Dettenborn Therese, Wermker Kai, Schulze Hans-Joachim, Klein Martin, Schwipper Volker, Hallermann Christian
Department of Plastic Surgery (Head Dr. A. Krause-Bergmann), Fachklinik Hornheide, Dorbaumstrasse 300, 48157 Muenster, Germany.
Department of Oral and Cranio-Maxillofacial Surgery (Head: Prof. Dr. Dr. M. Klein), Head and Neck Cancer Centre, Fachklinik Hornheide, Dorbaumstrasse 300, 48157 Muenster, Germany.
J Craniomaxillofac Surg. 2014 Dec;42(8):1623-8. doi: 10.1016/j.jcms.2014.05.002. Epub 2014 May 15.
Cutaneous angiosarcoma of the head and neck (cAS-HN) is a rare malignancy with poor survival.

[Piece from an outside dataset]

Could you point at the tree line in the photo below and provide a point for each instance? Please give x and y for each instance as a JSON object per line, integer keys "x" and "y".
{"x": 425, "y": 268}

Most of the histological markers and grading were not proven to be significant for prediction of outcomes in cAS-HN. This study aimed to find prognostic clinical features and histologic markers for cAS-HN.
We retrospectively analysed primary cAS-HN's seen in a single institution between 1980 and 2009. Clinical data and specific histologic characteristics were assessed. Outcome parameters were analysed using uni- and multivariate statistics.
80 patients (mean age 71.4 (SD 14.4) years, average follow-up time 55.3 (SD 74.4) months) were included. 5-year DSS rate was 62%. Univariate analysis revealed the extent of primary tumour (affecting more than one anatomical region), incomplete resection and initial metastatic disease as significant (p < 0.05) predictors for unfavourable disease specific survival (DSS) rates and time. Multivariate analysis confirmed age over 70 years, incomplete resection and initially distant metastasis influencing outcome adversely. Analysis of specific histological markers in 37 cases found patterns of growth (solid areas greater than 80%) associated with better survival (p = 0.011).
In conclusion age, number of affected regions, initial metastasis, complete initial resection and pattern of growth significantly affected mortality rates.
头颈部皮肤血管肉瘤(cAS-HN)是一种罕见的恶性肿瘤,生存率低。大多数组织学标志物和分级对预测cAS-HN的预后并无显著意义。本研究旨在寻找cAS-HN的预后临床特征和组织学标志物。
我们回顾性分析了1980年至2009年间在单一机构中所见的原发性cAS-HN病例。评估了临床数据和特定的组织学特征。使用单变量和多变量统计分析结果参数。
纳入80例患者(平均年龄71.4(标准差14.4)岁,平均随访时间55.3(标准差74.4)个月)。5年疾病特异性生存率(DSS)为62%。单变量分析显示,原发性肿瘤范围(累及多个解剖区域)、不完全切除和初始转移性疾病是疾病特异性生存率(DSS)和生存时间的显著(p<0.05)不利预测因素。多变量分析证实,70岁以上、不完全切除和初始远处转移对预后有不利影响。对37例病例的特定组织学标志物分析发现,生长模式(实性区域大于80%)与更好的生存率相关(p=0.011)。
总之,年龄、受累区域数量、初始转移、初始完全切除和生长模式显著影响死亡率。